I was recently driving a rental car full of advanced features that car companies hail will help me get from point A to point B safely. But in fact, I felt the car company labeled me an inattentive, high-risk driver in need of a crutch to protect me and those around me. These features actually made me just that, an inattentive high-risk driver, because the features were nothing but a huge distraction. The rear-view mirrors were flashing messages that someone was in my blind spot, which took my attention from the road (even though I didn’t want to change lanes). I was fighting the wheel when changing lanes because it was trying to keep me within the lines. My flasher was on but it was still a battle, which took my concentration from the road. Was this technology helping me? Was it improving my driving habits? Not at all.
In addition, when someone else took the wheel, he tried to pass on the right but we were forced on to the shoulder to avoid colliding with another car changing lanes and who didn’t know he was being overtaken on the right. The car’s safety features weren’t prepared to save us from other inattentive drivers.
I have a solid driving record, and always do a shoulder check so I don’t need or want these features but they were forced on me by someone who didn’t ask what I needed.

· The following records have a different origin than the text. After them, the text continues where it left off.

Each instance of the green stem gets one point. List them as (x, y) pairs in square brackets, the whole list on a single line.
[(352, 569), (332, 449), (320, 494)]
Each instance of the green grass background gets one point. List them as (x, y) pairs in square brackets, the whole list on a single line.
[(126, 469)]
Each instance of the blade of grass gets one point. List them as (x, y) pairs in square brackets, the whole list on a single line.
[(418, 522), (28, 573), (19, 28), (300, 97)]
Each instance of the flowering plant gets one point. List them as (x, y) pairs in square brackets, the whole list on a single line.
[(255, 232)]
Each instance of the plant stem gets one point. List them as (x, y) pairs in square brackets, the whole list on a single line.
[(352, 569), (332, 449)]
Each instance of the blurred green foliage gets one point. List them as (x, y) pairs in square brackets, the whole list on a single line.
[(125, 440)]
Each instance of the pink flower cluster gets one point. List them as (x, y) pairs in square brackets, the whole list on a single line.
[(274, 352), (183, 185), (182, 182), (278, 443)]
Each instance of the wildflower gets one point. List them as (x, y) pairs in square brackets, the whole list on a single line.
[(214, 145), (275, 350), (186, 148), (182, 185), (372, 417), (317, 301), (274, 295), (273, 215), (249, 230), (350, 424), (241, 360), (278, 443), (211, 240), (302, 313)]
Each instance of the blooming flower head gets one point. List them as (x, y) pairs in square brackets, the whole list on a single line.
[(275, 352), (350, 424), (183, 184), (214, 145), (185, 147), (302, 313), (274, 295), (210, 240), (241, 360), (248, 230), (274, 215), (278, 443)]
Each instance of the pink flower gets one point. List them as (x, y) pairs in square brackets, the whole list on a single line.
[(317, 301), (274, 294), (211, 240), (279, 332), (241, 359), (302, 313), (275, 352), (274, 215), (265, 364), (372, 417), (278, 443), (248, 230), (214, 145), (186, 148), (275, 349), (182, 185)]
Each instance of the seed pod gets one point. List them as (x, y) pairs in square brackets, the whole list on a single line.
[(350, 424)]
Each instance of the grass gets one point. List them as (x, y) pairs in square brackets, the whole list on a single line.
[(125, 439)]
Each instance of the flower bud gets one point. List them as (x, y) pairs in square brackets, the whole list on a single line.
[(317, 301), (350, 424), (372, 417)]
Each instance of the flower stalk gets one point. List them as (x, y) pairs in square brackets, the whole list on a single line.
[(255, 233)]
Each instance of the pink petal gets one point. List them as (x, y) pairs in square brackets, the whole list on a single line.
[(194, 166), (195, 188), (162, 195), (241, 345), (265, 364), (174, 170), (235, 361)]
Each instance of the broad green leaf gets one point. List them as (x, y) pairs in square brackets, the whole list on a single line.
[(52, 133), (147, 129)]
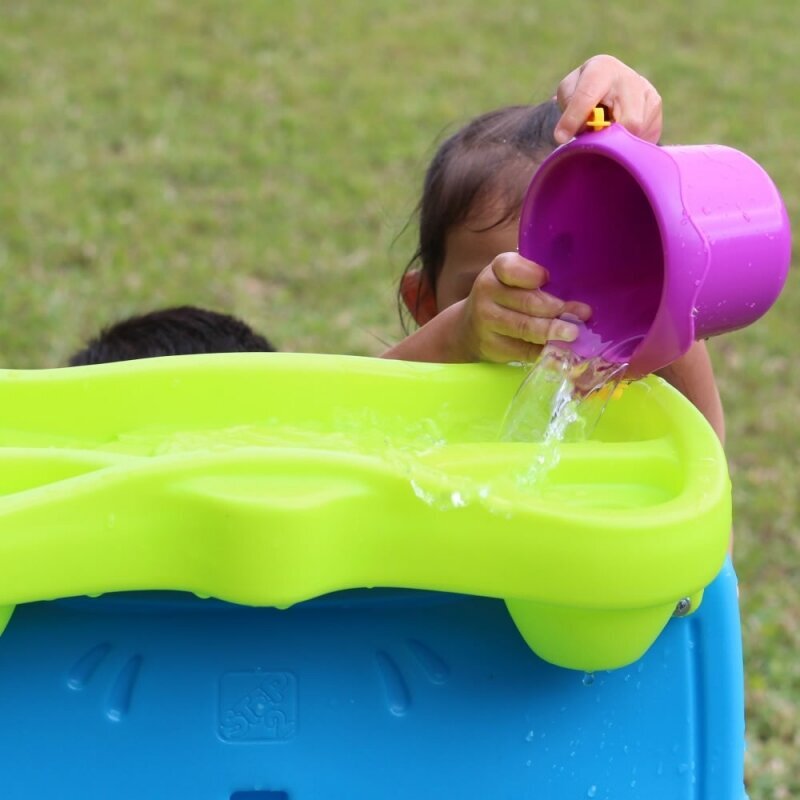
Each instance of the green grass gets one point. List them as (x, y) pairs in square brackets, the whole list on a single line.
[(264, 158)]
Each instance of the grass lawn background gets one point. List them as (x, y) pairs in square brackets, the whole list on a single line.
[(264, 158)]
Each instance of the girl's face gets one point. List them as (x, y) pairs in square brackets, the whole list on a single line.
[(469, 248)]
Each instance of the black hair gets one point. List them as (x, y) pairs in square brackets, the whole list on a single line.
[(184, 330), (496, 152)]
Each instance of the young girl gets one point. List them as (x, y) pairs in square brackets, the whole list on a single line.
[(473, 295)]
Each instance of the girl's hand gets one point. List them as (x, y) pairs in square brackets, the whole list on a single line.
[(507, 316), (605, 80)]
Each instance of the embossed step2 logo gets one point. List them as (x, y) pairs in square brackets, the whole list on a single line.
[(258, 706)]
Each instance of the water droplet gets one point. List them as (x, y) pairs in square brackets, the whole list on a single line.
[(457, 499)]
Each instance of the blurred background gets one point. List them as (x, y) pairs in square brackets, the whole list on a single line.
[(264, 158)]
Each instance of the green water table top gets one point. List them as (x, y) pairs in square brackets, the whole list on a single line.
[(268, 479)]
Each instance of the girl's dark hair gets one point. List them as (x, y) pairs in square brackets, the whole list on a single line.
[(185, 330), (496, 152)]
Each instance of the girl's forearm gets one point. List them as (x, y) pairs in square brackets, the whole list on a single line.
[(693, 376), (437, 340)]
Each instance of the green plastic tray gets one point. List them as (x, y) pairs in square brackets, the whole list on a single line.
[(267, 479)]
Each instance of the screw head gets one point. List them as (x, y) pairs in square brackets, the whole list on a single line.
[(683, 607)]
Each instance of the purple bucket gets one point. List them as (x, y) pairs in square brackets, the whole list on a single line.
[(667, 244)]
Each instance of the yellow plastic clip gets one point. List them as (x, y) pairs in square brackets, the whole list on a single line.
[(599, 118)]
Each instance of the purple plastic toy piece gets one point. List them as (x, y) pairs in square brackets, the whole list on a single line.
[(667, 244)]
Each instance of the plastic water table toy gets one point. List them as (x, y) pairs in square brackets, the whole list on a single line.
[(279, 480), (267, 577)]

So, what about technology in the classroom? I feel it’s the same as driving a high-tech car. In Teaching Naked, Bowen tells us that “it is certainly not necessary to give [technology] to everyone what only a few really need” (2012, p. 269). I feel that it would be great to ask students what they need to succeed in the classroom. Do they need laptops, video assignments, paper-based assignments, recorded lessons, etc.? At first, they probably won’t know what they need to succeed in your course or in higher education in general, but you could ask and have the discussion. Bowen (2012) feels a good Wi-Fi and projector is all that is really needed and additional technology is based on request. So, be careful not to take your students’ focus off the road, sorry, I meant focus off of learning with unnecessary technology.
Perhaps, when we own a Tesla and don’t have to drive at all, and with Google we also don’t have to learn many facts at all.